Several weeks ago, Makhzoum announced a list of members of the State Council even though he had no authorization from the GNC to do so. However, the UN and Kobler have obviously accepted the list. Illegalities do not matter when the issue is what the UN and international community want done. Makhzoum is not even any longer a member of the GNC, having been expelled.
The Libya Observer reported some time ago that First Deputy President Awad Abdul-Sadiq said some absentees had begun to declare themselves as members of the State Council. He said this was baseless since the GNC never approved the Skhirat LPA. He said: “They also violated the constitutional declaration and signed the agreement without GNC approval.” Other sources said that those expelled included Mohammed Amari who is a member of the GNA Presidency Council, Makhzoum, and Mohammed Emmazib. In all 10 members were expelled.

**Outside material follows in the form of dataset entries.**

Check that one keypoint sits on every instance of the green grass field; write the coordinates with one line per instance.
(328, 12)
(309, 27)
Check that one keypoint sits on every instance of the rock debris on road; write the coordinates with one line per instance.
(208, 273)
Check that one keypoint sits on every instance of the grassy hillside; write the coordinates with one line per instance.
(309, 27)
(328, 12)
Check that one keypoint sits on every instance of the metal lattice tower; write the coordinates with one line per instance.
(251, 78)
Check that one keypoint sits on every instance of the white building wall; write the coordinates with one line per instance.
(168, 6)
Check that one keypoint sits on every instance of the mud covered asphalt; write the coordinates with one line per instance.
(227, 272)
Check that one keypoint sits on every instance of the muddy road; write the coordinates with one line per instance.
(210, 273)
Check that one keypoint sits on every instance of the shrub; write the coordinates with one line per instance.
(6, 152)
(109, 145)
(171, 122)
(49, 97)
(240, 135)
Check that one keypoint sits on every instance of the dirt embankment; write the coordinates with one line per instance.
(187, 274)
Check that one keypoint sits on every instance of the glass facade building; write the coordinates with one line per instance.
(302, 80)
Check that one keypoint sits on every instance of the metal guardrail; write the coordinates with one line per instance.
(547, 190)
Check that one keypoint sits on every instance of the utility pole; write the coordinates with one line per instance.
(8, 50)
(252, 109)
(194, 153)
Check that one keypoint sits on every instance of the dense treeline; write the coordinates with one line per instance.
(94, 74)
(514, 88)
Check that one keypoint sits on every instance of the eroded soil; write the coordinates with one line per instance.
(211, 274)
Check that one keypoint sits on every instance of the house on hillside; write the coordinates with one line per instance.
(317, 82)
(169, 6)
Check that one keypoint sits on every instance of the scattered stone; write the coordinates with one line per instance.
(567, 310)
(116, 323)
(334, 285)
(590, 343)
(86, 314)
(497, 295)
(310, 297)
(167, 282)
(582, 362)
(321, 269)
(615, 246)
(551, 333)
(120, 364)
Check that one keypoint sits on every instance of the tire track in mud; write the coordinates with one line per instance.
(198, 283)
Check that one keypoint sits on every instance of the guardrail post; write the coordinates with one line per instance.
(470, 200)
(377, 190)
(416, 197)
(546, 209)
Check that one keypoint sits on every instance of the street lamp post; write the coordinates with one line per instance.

Another member who was expelled, Belgassem Gzeit, was the person who announced the “consultative” meeting in Tripoli to appoint a committee that would draft the council’s procedures and regulations. These regulations would need to be approved at the Council’s first official meeting.
Even though members of the GNC may be split on support for the GNA, they agree that Haftar should not be head of the armed forces in any new government. Makhzoum was quick to criticize the HoR for demanding that section 8 of the Skhirat agreement be removed. There are actually two sections 8, one in the main text and the other in additional provisions. The one in additional provisions has been ignored. If it were honored then Haftar would have lost his job on December 17 when the LPA was signed. However, the section 8 in the main text gives the function of commander in chief of the Libyan National Army to the Presidency Council immediately upon a vote of confidence from the HoR. The issue is simply dropped from discussion. All that is talked about now is the vote of confidence in the GNA and even that is not clearly discussed.
Meanwhile there is again talk of the EU sanctioning “spoilers” who interfere with all this illegal activity.The EU ministers, from Mediterranean countries in this case, have bad memories. What ever happened to the sanctions against Khalifa Haftar? This time around no specific person is named as being subject to sanctions.